To tylko się cieszyć, że Twoje małe mają tyle siły, znaczy, że zdrowiutkie.
 
Kamee dobrze że w szpitalu sięto stałoi zaraz odpowiednio zareagowali .... odopczywaj ....

osa ja tez rano miałam takie szaleństwo...

madziarena a no to wiesz urlop ta takie małe l4 hehe


nula mam nadzieje ze pomogło ..... jogurty śliwki itp a jak nie to powiem wam że śliwki w słoiczku dla dzieciaczków wspaniala dzialaja...

antopie i ponoc takie ma byc lato buuuuu

agnieszkaala .... no tylko powowli
sobie te bałagan opanowuj

antopie .... i co kiedy pierwwsz NOC zaliczona na nowym łóżeczku

carla....współczuje i wiemże takich rodziców jest sporo na tym świecie ... i najabrdziej co wkurza to właśnie zasrane polskie prawo...

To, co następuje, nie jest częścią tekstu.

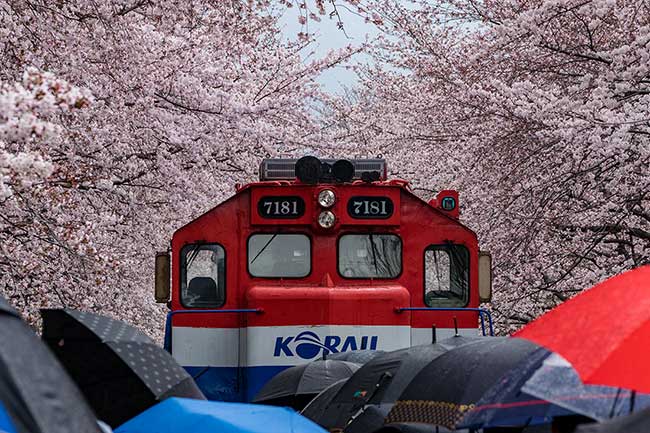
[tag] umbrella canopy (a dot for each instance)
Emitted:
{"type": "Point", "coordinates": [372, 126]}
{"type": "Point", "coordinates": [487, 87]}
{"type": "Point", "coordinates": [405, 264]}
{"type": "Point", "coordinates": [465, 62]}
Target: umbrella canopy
{"type": "Point", "coordinates": [447, 387]}
{"type": "Point", "coordinates": [558, 383]}
{"type": "Point", "coordinates": [296, 386]}
{"type": "Point", "coordinates": [318, 404]}
{"type": "Point", "coordinates": [356, 356]}
{"type": "Point", "coordinates": [638, 422]}
{"type": "Point", "coordinates": [36, 395]}
{"type": "Point", "coordinates": [506, 405]}
{"type": "Point", "coordinates": [602, 332]}
{"type": "Point", "coordinates": [364, 401]}
{"type": "Point", "coordinates": [120, 371]}
{"type": "Point", "coordinates": [176, 415]}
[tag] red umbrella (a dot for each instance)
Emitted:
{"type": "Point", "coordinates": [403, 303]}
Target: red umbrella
{"type": "Point", "coordinates": [604, 332]}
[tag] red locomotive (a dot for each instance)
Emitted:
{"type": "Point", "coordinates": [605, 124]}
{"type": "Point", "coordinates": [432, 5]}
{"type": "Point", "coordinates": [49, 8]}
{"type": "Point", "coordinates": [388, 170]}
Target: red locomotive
{"type": "Point", "coordinates": [318, 256]}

malta .... trzymam kciuki za egzaminy

joanna ....pizza ...mniam....

villandra ...jaktorpeda opanowałąś mieszkanie heheheheh,,,

nataliie.... no to co bedzie zamiesiać ..... jak juz teraz talerz mocno obrywa ... :-)


aniula ... no to dzień miło spedzony


a ja was dziś z rana witam
 
i ja was miło witam
temat mojej pracy - woda, rzeka ale dam radę :)) na urlopo idę zamiast L4 zeby móc wyjechać a co jak sie zachce jakiejś babie z ZUS mnie odwiedzic ?
Kamea najwazniejsze, ze juz lepiej :) zdrówka i odpoczywaj
Aniula - mile spedzony dzien = doladowanie energii na nastepny :)
Vila mnie dzis czeka sprzatanie jakos nie moge sie zabrac za nie
Natalie to male juz ostro swiruja, moja szaleje ale tak mocno nie widac
Antiope nie zalamuj z ta pogoda ;( jak tam lozko ?
Carla ol nol ... cos trzeba wykombinowac ...
kurczaki klawiatura mi sie wali ;(
ja tez slomiana wdowa ale mezu wraca w niedziele i ma urlop do konca lipa ;)
 
reklama
U nas słoneczko - jak pięknie się dzień zapowiada :-)
Krzyż boli, więc nic dzisiaj nie robię - no, może dżemy jeszcze raz przegotuję, bo za mało żelatyny dałam i mam mus (nie ma to jak robić na oko). Ale to później. Na razie książeczka, a jak trawa obeschnie, to czytanie na świeżym powietrzu - taki plan na dziś.